MARCO VICENZINO
À medida que o Brasil amplia a sua presença no palco global, divergências com os EUA em diversas questões só vão aumentar
A recente tentativa do Brasil e da Turquia a fim de resolver a debacle nuclear iraniana cria um precedente para o que está por vir. Ela marca um momento de definição nos assuntos internacionais.
Não é a primeira vez em que potências regionais afirmam posição contra os Estados principais. Mas representa a tentativa mais ousada nesse sentido feita até hoje, especialmente pelo fato de dizer respeito a uma questão crítica, com implicações globais. A situação difícil do Irã vai determinar o rumo da proliferação nuclear e moldar a nova ordem mundial, que sempre evolui.
Se a iniciativa tem êxito ou não, não vem ao caso.
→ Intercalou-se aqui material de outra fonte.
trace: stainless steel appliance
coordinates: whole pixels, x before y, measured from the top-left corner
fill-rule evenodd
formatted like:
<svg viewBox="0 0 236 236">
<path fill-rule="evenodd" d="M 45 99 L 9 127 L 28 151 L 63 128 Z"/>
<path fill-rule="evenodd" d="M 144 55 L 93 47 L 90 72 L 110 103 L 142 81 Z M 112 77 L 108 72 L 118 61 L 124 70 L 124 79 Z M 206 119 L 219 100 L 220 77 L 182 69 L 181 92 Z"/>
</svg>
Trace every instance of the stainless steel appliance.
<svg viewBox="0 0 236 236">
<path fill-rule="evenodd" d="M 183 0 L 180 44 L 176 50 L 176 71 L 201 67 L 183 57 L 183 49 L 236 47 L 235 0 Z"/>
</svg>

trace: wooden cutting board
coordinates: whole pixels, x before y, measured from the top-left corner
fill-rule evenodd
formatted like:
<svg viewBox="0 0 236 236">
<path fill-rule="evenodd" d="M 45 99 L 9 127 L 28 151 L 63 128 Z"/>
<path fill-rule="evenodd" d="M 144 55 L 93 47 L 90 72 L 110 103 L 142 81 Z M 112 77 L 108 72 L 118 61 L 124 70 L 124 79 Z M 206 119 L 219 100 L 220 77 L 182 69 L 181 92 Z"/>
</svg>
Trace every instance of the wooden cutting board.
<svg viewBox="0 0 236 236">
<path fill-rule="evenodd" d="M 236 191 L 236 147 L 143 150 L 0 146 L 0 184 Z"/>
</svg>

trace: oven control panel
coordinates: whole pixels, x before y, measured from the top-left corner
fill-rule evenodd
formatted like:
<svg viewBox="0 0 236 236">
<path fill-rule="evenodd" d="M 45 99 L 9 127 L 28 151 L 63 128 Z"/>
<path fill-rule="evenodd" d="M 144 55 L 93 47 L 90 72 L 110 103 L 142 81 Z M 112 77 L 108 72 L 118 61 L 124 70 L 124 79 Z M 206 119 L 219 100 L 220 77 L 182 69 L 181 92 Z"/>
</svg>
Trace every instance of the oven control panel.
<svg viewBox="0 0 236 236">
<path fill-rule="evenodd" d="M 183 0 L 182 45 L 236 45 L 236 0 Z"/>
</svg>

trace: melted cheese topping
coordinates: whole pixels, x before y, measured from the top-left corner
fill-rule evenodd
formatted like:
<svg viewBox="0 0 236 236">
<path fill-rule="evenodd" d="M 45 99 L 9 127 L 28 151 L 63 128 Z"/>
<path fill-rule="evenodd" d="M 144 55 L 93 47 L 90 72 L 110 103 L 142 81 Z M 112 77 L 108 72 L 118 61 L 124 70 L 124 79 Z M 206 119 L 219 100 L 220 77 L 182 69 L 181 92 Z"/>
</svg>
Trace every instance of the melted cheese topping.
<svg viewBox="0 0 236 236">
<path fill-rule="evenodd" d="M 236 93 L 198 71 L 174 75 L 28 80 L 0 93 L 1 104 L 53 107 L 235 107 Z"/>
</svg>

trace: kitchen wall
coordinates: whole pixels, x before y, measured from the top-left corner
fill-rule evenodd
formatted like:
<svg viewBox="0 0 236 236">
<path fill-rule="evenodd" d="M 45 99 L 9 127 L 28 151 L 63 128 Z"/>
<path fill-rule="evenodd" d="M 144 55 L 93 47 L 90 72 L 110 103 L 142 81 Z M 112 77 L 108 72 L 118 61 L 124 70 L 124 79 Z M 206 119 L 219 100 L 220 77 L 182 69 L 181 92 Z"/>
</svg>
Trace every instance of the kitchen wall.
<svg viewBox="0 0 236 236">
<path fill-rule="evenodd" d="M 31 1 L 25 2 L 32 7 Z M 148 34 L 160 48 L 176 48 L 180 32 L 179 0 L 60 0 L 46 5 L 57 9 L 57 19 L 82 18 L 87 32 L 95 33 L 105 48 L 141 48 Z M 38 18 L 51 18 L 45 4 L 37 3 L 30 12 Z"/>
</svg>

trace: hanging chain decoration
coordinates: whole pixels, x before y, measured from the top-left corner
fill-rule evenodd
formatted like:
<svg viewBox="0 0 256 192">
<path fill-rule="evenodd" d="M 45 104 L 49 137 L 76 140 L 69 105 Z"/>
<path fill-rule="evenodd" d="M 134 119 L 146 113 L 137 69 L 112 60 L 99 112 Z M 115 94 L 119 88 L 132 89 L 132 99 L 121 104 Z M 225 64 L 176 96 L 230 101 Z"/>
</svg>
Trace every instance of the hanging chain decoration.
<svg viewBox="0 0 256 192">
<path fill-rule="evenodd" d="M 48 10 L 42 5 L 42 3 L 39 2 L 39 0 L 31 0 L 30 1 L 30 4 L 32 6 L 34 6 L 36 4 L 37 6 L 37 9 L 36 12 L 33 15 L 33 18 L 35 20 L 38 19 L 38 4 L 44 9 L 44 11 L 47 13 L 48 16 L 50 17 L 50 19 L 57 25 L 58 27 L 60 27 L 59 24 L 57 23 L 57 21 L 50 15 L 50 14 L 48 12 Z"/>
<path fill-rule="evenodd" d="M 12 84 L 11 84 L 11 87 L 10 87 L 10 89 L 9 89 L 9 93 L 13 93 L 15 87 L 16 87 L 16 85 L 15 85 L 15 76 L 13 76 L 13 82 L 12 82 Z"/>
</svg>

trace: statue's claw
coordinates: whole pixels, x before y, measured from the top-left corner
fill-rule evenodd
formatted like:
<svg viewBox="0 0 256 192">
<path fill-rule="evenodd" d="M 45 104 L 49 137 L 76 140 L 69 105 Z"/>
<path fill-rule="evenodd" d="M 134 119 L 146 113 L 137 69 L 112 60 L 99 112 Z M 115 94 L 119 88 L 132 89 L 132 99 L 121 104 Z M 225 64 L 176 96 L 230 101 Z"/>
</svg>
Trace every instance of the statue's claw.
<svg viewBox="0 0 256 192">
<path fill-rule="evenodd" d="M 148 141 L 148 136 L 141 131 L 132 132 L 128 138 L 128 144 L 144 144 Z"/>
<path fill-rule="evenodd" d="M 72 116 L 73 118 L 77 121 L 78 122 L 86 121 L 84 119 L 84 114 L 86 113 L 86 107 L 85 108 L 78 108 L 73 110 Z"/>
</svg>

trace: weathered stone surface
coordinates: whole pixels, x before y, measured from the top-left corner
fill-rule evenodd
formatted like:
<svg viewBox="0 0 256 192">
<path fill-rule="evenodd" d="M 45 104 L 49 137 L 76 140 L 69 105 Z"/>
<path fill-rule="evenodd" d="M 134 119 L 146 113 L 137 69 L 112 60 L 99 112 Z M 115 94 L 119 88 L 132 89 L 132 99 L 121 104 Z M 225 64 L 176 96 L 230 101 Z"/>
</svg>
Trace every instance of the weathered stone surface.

O que conta é o simbolismo de dois membros não permanentes do Conselho de Segurança da ONU contestando os atores globais principais, ao oferecerem independentemente uma alternativa às propostas destes.
No dilema atual, são os Estados Unidos e seus aliados europeus que têm mais a perder. Ao lado do Afeganistão, o Irã vem sendo a prioridade mais urgente da política externa transatlântica. Ter seus esforços desviados do rumo após meses de diplomacia intensiva assinalaria um retrocesso desastroso.
Embora a Turquia ainda seja a parceira sênior nessa questão específica, a capacidade do Brasil de projetar seu alcance global vai superar a da maioria das outras potências regionais no século 21.
Para muitos responsáveis pelas diretrizes políticas dos EUA, e em todo o mundo, a imagem do Brasil não vai além do futebol, da praia e do samba. O papel proativo assumido pelo Brasil no caso nuclear iraniano frustrou as autoridades dos EUA e as deixou perplexas.
Muitos em Washington ainda não se deram conta das novas realidades globais, em particular a de que o Brasil está determinado a traduzir seu peso econômico crescente em influência diplomática maior, como liderança do mundo em desenvolvimento.
À medida que o Brasil amplia a sua presença no palco global, as divergências futuras com os Estados Unidos em diversos fóruns e questões só vão aumentar.
Nos últimos anos, Lula vem conseguindo encantar o mundo. Será difícil encontrar alguém que possa reproduzir o que ele faz no palco internacional. Ao todo, Lula construiu um legado próprio enorme.
Embora sua atuação global tenha criado altas expectativas para seu sucessor e para o papel crescente do Brasil nos assuntos internacionais, o país continua a ser um enigma diplomático para os responsáveis pelas diretrizes políticas em todo o mundo.
Estes se esforçam para compreender a política externa brasileira e a dinâmica que a move. Uma política externa não pode ser baseada na força de uma única personalidade forte.
Embora essa ambiguidade traga benefícios de curto prazo, na medida em que outros países irão cortejar o Brasil ansiosamente, ela também gera o risco de um deficit de confiança no longo prazo.
Para que sejam criados relacionamentos duradouros, é preciso maior clareza sobre o que o Brasil representa. A decisão do Brasil de se unir à Turquia para apresentar um plano para o Irã pode fornecer algum "insight" significativo.
Contudo, uma única decisão de destaque não substitui a necessidade de apresentar uma agenda internacional coerente, promovida com mais perseverança e continuidade.
Sobretudo, tal agenda precisa ser comunicada de modo eficaz.
O crescimento do país será acompanhado por responsabilidades globais crescentes. Há decisões difíceis pela frente. O sucessor de Lula precisa estar à altura do desafio.
Tradução de CLARA ALLAIN
MARCO VICENZINO , analista político, diplomado pela Universidade Oxford e pela Escola de Direito de Georgetown, é diretor do Global Strategy Project, em Washington.